Study design: Expansive pedicle screw (EPS) and polymethylmethacrylate-augmented pedicle screw (PMMA-PS) were inserted in sheep vertebrae in vitro and were evaluated by performing biomechanical tests, radiographic examinations and histological observations.
Objective: The objective of the study was to compare the biomechanical and interfacial performances of EPS and PMMA-PS in sheep lumbar vertebrae in vitro.
Summary of background data: It is a great challenge for orthopedic surgeons performing transpedicular fixation in the osteoporotic spine. It was reported that either the EPS or PMMA-PS could increase the screw stability. However, there are no studies comparing the 2 kinds of screws especially in primary spinal instrumentation.
Methods: A total of 60 sheep lumbar vertebrae were randomly divided into 3 groups. A pilot hole was made in advance in all samples using the same method. Thereafter, the conventional pedicle screw (CPS) was inserted directly into the pilot hole in the CPS group; the hole in PMMA-PS group was first filled with polymethylmethacrylate (PMMA; 1.0 mL) and then inserted with CPS; and the EPS was inserted directly into the vertebrae in EPS group. After a period of 24 hours, biomechanical tests were performed to evaluate screw stability, and x-ray examination, micro-computerized tomography analysis, and histologic observation were performed to evaluate the interface between screw and bone.
Results: Compared with the stability of CPS, those of EPS and PMMA-PS were significantly enhanced. However, no significant differences were detected between the stabilities of EPS and PMMA-PS. The PMMA surrounding the screw blocked direct contact between bone and screw and formed a "screw-PMMA-bone" interface in the PMMA-PS group. There was a "screw-bone" interface in both CPS and EPS groups. Nevertheless, the expanded anterior part of EPS formed a claw-like structure pressing the surrounding bone trabeculae, which made the local bone tissue more compacted and denser than that in the CPS group.

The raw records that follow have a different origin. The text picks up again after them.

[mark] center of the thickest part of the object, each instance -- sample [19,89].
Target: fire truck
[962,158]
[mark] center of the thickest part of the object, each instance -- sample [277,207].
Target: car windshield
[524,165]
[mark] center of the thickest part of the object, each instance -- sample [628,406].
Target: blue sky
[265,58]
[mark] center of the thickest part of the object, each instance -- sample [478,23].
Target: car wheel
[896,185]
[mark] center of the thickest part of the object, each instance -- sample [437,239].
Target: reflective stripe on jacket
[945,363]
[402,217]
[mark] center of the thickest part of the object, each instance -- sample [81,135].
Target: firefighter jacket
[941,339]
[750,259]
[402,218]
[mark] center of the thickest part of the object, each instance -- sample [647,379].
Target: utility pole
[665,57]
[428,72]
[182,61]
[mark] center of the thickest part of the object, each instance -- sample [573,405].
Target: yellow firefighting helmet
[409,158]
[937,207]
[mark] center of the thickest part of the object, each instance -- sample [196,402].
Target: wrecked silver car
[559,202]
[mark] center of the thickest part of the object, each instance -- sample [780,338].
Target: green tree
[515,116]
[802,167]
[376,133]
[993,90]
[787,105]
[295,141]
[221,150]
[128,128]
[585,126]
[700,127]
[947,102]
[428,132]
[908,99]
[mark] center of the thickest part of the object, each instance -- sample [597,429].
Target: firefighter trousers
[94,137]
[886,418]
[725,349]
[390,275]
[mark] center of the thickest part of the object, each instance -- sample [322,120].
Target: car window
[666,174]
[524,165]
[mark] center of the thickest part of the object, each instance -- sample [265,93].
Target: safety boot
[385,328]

Conclusions: EPS can enhance the screw stability as markedly as the traditional PMMA-PS in primary surgery, and EPS can form a better immediate interface between screw and bone compared with PMMA-PS. EPS also can effectively avoid thermal injury, leakage, and compression caused by PMMA. A great feasibility was proved in this study to perform comparisons between the 2 kinds of pedicle screws in osteoporotic sheep vertebrae in vivo in the further research. In conclusion, we propose that EPS has a great application potential in augmentation of screw stability in the clinic.